What should be peculiar to modern readers of the Bible with their modern morality is that so much "sin" goes unpunished or simply unnoticed by God. In reality it's simply true that the conservative values of today do not match the value of the Bible. Lot never receives a word of chastisement for sleeping with his daughters (although one might easily say they raped him), nor does Jacob gain any fault for founding the very Twelve Tribes of Israel on children born to multiple women not married to him. Solomon's fault was not the fact that he had slept with 1,000 women on record, but the fact that some of his wives and concubines were foreigners.

Critics of religion and of the Bible like to point to the conquest of Canaan as a deplorable time when God constantly ordered the unreserved genocide of others and destruction of their property. I think more important is the fact that even more Israelite infighting and unsolicited conquest occurs, culminating often in bloodbaths and massacres without God so much as flinching or batting an eye at the alleged moral uncleanliness of it all or attempting to punish these behaviors which would now certainly fall under our definition of immorality.

The text of the Bible is entirely irrelevant for Christians’ interpretation of it; their contemporary morality is simply based on a conservative feeling only loosely drawing from Biblical demands. Imagine the surprise of King David or Solomon or any other Biblical character upon hearing the surprising meme now thought to fully summarize Christian marriage: that marriage is in between one man and one woman. Moreover the fact that we now consider prostitution to be adultery would certainly shock the cast list of the Old Testament.

Some liberal churches have gotten to the point of ordaining women as priests and preachers; although this is not explicitly forbidden in the New Testament, it would be difficult to properly follow as women are told to be kept totally silent in the houses of God as Paul orders.

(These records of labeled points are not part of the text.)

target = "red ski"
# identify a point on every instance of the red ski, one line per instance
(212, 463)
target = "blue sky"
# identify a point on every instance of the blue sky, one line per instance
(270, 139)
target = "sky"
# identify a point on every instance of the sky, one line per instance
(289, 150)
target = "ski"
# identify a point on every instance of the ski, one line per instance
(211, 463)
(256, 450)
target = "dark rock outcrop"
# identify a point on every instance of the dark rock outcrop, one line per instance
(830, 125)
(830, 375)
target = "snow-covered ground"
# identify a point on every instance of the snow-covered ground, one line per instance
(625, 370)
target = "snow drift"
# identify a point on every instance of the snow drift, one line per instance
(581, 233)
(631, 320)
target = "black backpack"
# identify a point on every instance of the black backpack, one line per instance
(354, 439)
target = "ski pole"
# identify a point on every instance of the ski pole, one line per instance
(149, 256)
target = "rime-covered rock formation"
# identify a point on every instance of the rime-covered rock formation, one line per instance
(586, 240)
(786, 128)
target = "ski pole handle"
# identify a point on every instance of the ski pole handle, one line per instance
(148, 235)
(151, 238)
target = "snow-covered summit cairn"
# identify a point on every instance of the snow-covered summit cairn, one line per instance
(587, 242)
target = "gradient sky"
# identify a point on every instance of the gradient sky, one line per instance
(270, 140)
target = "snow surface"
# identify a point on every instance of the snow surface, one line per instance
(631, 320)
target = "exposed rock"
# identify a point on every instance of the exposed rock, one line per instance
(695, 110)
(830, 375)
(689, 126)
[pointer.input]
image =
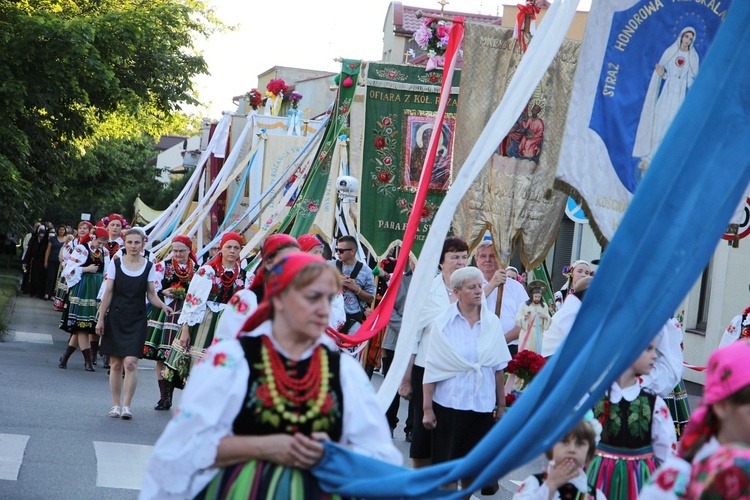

It would usually be said that these churches are bending doctrine to fit their own values, they are, but no more than any fundamentalist church might retroject their own conservative burnings onto the Bible. After all, same-sex sex is a sin punishable by death in the Bible, but it never explicitly forbade homosexual marriage. To not stone homosexuals is a greater violation of the Bible than to marry them.

At the heart of it, there may be a "culture war" afoot in America, but neither side is one truly based on the value system of the Bible, despite one's pretensions. An American conservative is far more closely accompanied by the conservatives of the Islamic world, China, Russia and for that matter all the tribal societies of the world than by the moral word of the Bible. What is attributed to the Bible is more often than not nothing more than tradition or hazy associations with stern morality.